Publié le 24 septembre 2024 18h30. Les grandes banques américaines JPMorgan Chase, Bank of America et Citigroup ont renoncé à un plan de sauvetage financier de 20 milliards de dollars pour l’Argentine, fragilisant les efforts du gouvernement Milei pour stabiliser son économie.
- Les banques américaines ont abandonné l’idée d’un prêt de 20 milliards de dollars à l’Argentine.
- Elles envisagent désormais une aide plus limitée, d’environ 5 milliards de dollars, pour faire face aux échéances de dette immédiates.
- Cette volte-face intervient malgré un accord de « swap » de devises conclu avec les États-Unis.
L’Argentine, confrontée à une grave pénurie de dollars, avait espéré bénéficier d’un soutien financier massif des États-Unis, incluant un échange de devises de 20 milliards de dollars et une ligne de crédit privée supplémentaire du même montant. Cependant, selon des informations du Wall Street Journal, les principales banques américaines ont finalement décidé de se retirer du plan initial.
JPMorgan Chase, Bank of America (BofA) et Citigroup, initialement disposées à participer à ce « plan de sauvetage », ont finalement exprimé des réserves quant à la capacité de l’Argentine à honorer ses engagements. Elles réclamaient des garanties plus solides contre d’éventuelles pertes, mais la possibilité d’accorder la totalité des 20 milliards de dollars n’est plus à l’ordre du jour, soulignent les sources du Wall Street Journal.
Les banques envisagent désormais une aide plus modeste, de l’ordre de 5 milliards de dollars, qui permettrait au Trésor argentin de faire face à des remboursements de dette urgents, s’élevant à 4 milliards de dollars américains. Plusieurs options sont à l’étude, notamment une ligne de rachat à court terme ou un accord de « repo », où l’Argentine fournirait un portefeuille d’investissement en échange de liquidités.

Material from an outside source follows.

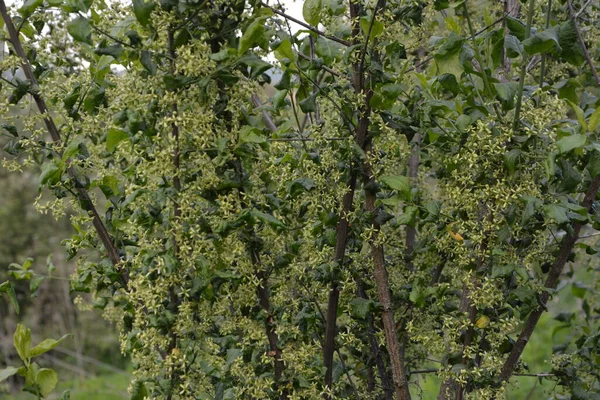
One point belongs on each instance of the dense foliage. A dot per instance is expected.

Le gouvernement argentin pourrait également chercher à obtenir des prêts supplémentaires sur les marchés obligataires, avec l’aide des banques américaines, afin de financer le remboursement du « repo ». Cependant, ces négociations sont encore à un stade préliminaire et pourraient échouer, selon les sources du Wall Street Journal.
Avant l’intervention du Trésor américain, le gouvernement de Javier Milei était déjà confronté à une pénurie de dollars, exacerbée par des interventions régulières sur le marché des changes pour tenter de stabiliser le taux de change. L’incertitude politique précédant les élections avait conduit à des injections de devises étrangères de plus en plus importantes. L’accord de « swap » conclu avec les États-Unis avait constitué un soulagement temporaire pour les finances publiques.
Parallèlement à cette aide financière, l’administration Trump avait également annoncé son intention d’augmenter les importations de viande argentine. Cette mesure visait à soutenir le secteur agricole argentin, tout en exerçant une pression à la baisse sur les prix de la viande aux États-Unis, selon les déclarations de l’ancien président américain.